Язык во рту растормозился, тело также слушалось его. Действие препарата кончилось. Но слишком крепко он прикован к постели. И что ни делай, все равно от оков не освободиться...

За окнами уже сгустилась темнота. Наступает ночь. Последняя в его жизни. Вот-вот за ним придет косая в образе... Он еще не знал, чей это будет образ.

Открылась дверь. Появилась медсестра. Та самая, со шприцем. За ее спиной стоял крепыш. Лицо его напряжено. И понятно почему. На его глазах происходит убийство.

Смерть пришла к нему в образе медсестры со шприцем в руке.

– Сердечный приступ? – уныло спросил ее Рома. – Или инсульт?

– И то и другое, – натужно хохотнул браток.

– Делайте вид, будто с вами все кончено, – очень тихо шепнула ему сестра. И вколола ему в руку шприц. – Извините! – чересчур уж громко всхлипнула она. – Я не хотела... Меня заставили...

– Да заткнись ты, дура! – рявкнул на нее браток.

– Он же через минуту мертвый будет... – еще раз всхлипнула сестра.

– А это тебя не гребет, дура! Пошла отсюда!..

Ровно через минуту по собственной инициативе Рома дернулся. И закрыл глаза. Тело его окоченело. По воле препарата, который ввели ему внутрь. Но это была не та, смертельная окоченелость. Так напрягаются мышцы на руках, ногах, спине, когда человек потягивается после долгого сна. Еще это называют выходом застоявшейся силы.

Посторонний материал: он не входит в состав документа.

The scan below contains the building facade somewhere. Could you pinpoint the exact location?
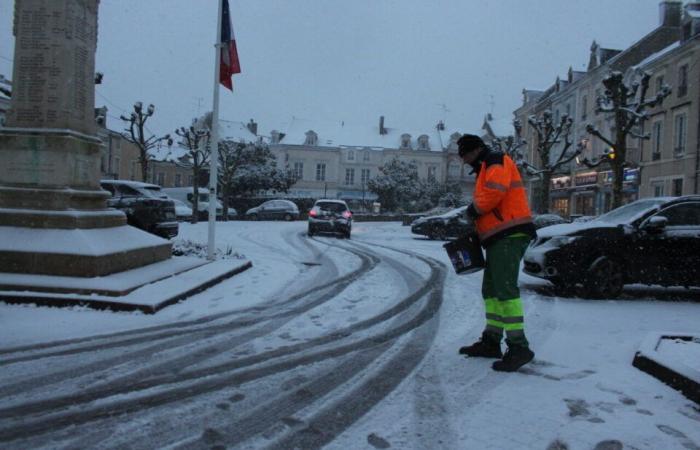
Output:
[640,3,700,197]
[256,117,474,201]
[514,1,697,217]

А сила в Роме перла через край. Сестра вколола ему не «курарин», а какой-то стимулятор.

Рома притворился мертвым. Крепыш подошел к нему, внимательно на него посмотрел. Но пульс проверять не стал. Или брезгует, или просто уверен в его смерти. Он выключил свет. Исчез.

Минут через десять снова открылась дверь. Кто-то вошел.

– Раскоцайте его и в морг везите, – сказал браток. – Там счас лепила будет. Вскрытие, короче, проведет. Документ составит. Чтобы там все, типа, зашибись было...

К Роме подошли двое. Руки сильные, ловкие. Только мозги без извилин. Надо ж было пульс его пощупать. Но с него всего лишь сняли оковы. Затем взяли за руки, за ноги, положили на тележку. Накрыли клеенкой.

– Повезли, – сказал кто-то.

Поняла сестра, чем ее заставляют заниматься. Замучила ее совесть. Поэтому не стала его убивать. Спасибо ей... Только глупая она. Не знает, против кого пошла. Нырков ее со свету сживет...

Больница в Семиречье небольшая, одноэтажная. И Рома помнил, что морг во дворе, метрах в пятидесяти от здания больницы. Поэтому он не удивился, когда его вывезли во двор.

– Дятел, блин, против мэра пошел, – сказал кто-то.

– Да мент он, в натуре, козел. Его по-любому мочить надо...

– Да всех ментов надо мочить, – согласился первый.

– Хорош порожняки гонять, – послышался голос братка, который был здесь за главного.

В «последний путь» Рому сопровождали как минимум трое. А еще кто-то в морге его дожидается.

«Э-эх! Пан или пропал!..»

Рома подбросил свое тело, сорвал с себя клеенку. Сел на носилках и накинул накидку на голову одного провожатого. И рукой, закованной в гипс, шибанул его по голове.